Screening for colorectal cancer (CRC) in women before the age of 50 can significantly reduce the risk of CRC compared to those who have no endoscopic screening or decide to initiate testing at age 50, according to a new study from Massachusetts General Hospital (MGH). These findings, published in JAMA Oncology, support recommendations from the American Cancer Society and the US Preventive Services Task Force over the past four years to commence screening at age 45 to address the steady increase in cases of younger-onset CRC.

“While there’s been an alarming increase in the incidence of colorectal cancer in recent decades in younger individuals, screening has largely been focused on people over 50,” says Andrew Chan, MD, MPH, a gastroenterologist and epidemiologist at MGH, and senior author of the study. “Our work provides first-of-its-kind data to show that initiating screening at a younger age can reduce an individual’s risk of colorectal cancer and the population’s overall incidence of cancer, thus demonstrating the substantial impact of earlier screening on both individual and population-wide scales.”

Among all cancers, colorectal has the third highest incidence of death in both men and women in the U.S. Even as the overall number of CRC cases has declined, the incidence among people younger than 50 — a group for whom routine screening was not recommended until only recently — increased by 51 percent from 1974 to 2013, according to epidemiological data. To evaluate the association between CRC risk and endoscopies initiated at different ages, MGH conducted a comprehensive study that included 111,801 women from the Nurses’ Health Study II, a large cohort of registered nurses residing in 14 states.

Researchers found a 50 to 60 percent lower risk of CRC among women who started endoscopy screening at age 45 compared to those who had not undergone screening at all.
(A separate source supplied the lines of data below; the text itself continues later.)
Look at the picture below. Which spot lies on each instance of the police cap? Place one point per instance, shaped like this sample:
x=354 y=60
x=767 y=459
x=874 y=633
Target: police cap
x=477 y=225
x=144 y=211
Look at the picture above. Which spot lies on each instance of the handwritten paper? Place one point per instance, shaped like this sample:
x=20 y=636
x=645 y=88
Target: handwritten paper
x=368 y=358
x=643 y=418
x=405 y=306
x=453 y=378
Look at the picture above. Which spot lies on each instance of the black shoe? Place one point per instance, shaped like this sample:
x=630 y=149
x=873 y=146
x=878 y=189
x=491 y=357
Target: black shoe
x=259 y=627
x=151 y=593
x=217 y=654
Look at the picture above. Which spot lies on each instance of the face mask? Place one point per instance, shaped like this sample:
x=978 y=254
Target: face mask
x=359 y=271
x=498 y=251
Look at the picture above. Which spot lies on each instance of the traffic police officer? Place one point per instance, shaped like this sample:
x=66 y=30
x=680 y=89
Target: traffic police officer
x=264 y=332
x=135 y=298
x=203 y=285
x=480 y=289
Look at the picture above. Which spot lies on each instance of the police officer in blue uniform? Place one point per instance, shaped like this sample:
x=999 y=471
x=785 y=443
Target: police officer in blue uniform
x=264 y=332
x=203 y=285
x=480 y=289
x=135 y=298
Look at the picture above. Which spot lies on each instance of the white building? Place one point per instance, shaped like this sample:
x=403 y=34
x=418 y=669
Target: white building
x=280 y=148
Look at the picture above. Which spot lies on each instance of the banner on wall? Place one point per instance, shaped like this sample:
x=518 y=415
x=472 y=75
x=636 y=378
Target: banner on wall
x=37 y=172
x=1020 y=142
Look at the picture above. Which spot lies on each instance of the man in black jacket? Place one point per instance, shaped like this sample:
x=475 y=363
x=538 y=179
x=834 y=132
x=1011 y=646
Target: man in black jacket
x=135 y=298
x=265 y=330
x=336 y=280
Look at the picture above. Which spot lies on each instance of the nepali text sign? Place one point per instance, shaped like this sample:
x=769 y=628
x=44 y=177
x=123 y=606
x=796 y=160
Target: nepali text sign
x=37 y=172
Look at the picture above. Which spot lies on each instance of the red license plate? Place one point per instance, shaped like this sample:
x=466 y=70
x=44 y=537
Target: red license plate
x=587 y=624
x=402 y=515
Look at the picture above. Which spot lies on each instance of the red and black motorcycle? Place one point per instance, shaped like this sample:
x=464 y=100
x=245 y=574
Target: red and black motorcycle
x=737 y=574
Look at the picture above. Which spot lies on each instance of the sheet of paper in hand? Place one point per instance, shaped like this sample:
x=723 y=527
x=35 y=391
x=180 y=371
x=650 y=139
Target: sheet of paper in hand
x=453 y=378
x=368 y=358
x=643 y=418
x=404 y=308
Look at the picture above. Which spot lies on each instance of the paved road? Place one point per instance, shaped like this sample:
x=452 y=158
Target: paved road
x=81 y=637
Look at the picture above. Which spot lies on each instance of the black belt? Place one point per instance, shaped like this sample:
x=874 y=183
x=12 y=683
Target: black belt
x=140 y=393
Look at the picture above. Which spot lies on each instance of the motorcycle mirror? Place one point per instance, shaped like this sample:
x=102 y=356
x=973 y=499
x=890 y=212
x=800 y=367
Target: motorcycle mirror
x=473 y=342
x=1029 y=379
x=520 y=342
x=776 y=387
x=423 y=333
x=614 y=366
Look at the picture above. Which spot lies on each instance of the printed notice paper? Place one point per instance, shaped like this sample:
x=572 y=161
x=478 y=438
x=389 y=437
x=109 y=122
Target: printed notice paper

In addition, they learned that starting screening at ages 45 to 49 resulted in a significant reduction in the population’s actual cases of CRC diagnosed through age 60, compared to a strategy in which women began screening at ages 50 to 54. While the study was focused on women, Chan suggests the same benefits likely accrue to men, though he adds further studies are needed.

The traditional CRC screening tool is the colonoscopy, where a physician uses a flexible tube with a camera to examine the colon and rectum. This invasive technique allows for removal of polyps that could over time become malignant, and for detection of early-stage cancers that can be treated more effectively. Options for screening have expanded more recently through stool-based tests that are non-invasive and may be more convenient for individuals.

Chan points to the substantial public health implications of his team’s research. “Any trepidation that clinicians might have had about the effectiveness of CRC screening at a younger age will hopefully be allayed by these results,” he says. “Our data show that we have an effective tool to address the epidemic of colorectal cancer among younger adults, and hopefully this will encourage physicians to have a conversation about screening with their younger patients which, in turn, will motivate them to follow through and get screened.”

Chan is chief of the Clinical and Translational Epidemiological Unit at MGH, and director of Epidemiology, Mass General Cancer Center, and the Daniel K. Podolsky Professor of Medicine. Lead author Wenjie Ma, ScD is an instructor in Medicine, and co-senior author Mingyang Song, MD, is assistant professor of Medicine, both in the Clinical and Translational Epidemiology Unit at MGH.

The study was funded by the National Cancer Institute and National Institutes of Health.